Macaw and Little Miss

By Ted Hughes

In a cage of wire-ribs

The size of a man's head, the macaw bristles in a staring

Combustion, suffers the stoking devils of his eyes.

In the old lady's parlour, where an aspidistra succumbs

To the musk of faded velvet, he hangs in clear flames,

   Like a torturer's iron instrument preparing

   With dense slow shudderings of greens, yellows, blues,

       Crimsoning into the barbs:

   Or like the smouldering head that hung

In Killdevil's brass kitchen, in irons, who had been

Volcano swearing to vomit the world away in black ash,

And would, one day; or a fugitive aristocrat

From some thunderous mythological hierarchy, caught

   By a little boy with a crust and a bent pin,

   Or snare of horsehair set for a song-thrush,

       And put in a cage to sing.

   The old lady who feeds him seeds

Has a grand-daughter. The girl calls him 'Poor Polly', pokes fun.

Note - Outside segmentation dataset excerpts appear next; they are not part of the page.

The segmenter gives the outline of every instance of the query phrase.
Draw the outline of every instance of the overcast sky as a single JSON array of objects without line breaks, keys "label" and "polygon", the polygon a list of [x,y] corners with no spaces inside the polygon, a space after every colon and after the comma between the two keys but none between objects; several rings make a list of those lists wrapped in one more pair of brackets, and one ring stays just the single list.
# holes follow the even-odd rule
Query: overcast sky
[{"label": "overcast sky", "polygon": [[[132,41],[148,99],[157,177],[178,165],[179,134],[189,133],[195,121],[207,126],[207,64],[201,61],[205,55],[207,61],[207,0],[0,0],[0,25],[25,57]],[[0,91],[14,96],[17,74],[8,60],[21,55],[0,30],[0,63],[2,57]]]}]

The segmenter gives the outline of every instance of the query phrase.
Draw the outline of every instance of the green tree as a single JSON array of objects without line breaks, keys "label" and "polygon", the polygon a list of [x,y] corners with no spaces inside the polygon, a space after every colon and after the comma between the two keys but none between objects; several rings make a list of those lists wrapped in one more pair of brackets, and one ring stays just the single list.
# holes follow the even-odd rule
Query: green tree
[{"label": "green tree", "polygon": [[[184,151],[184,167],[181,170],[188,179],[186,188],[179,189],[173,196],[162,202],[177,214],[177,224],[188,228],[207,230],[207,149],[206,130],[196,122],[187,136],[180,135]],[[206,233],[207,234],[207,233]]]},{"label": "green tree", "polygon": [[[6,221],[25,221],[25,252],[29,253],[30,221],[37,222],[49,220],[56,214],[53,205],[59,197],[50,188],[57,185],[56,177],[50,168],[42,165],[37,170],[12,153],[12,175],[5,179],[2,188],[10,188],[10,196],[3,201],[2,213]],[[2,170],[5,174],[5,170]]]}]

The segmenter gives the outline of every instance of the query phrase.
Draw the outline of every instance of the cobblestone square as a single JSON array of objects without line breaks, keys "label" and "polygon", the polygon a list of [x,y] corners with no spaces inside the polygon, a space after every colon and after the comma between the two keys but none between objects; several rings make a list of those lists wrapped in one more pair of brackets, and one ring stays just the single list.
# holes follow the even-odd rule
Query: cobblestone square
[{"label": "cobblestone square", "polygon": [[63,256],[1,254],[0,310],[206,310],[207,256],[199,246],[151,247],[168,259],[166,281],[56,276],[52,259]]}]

'Jolly Mop.' But lies under every full moon,

The spun glass of her body bared and so gleam-still

Her brimming eyes do not tremble or spill

   The dream where the warrior comes, lightning and iron,

   Smashing and burning and rending towards her loin:

       Deep into her pillow her silence pleads.

   All day he stares at his furnace

With eyes red-raw, but when she comes they close.

'Polly. Pretty Poll', she cajoles, and rocks him gently.

She caresses, whispers kisses. The blue lids stay shut.

She strikes the cage in a tantrum and swirls out:

   Instantly beak, wings, talons crash

   The bars in conflagration and frenzy,

       And his shriek shakes the house.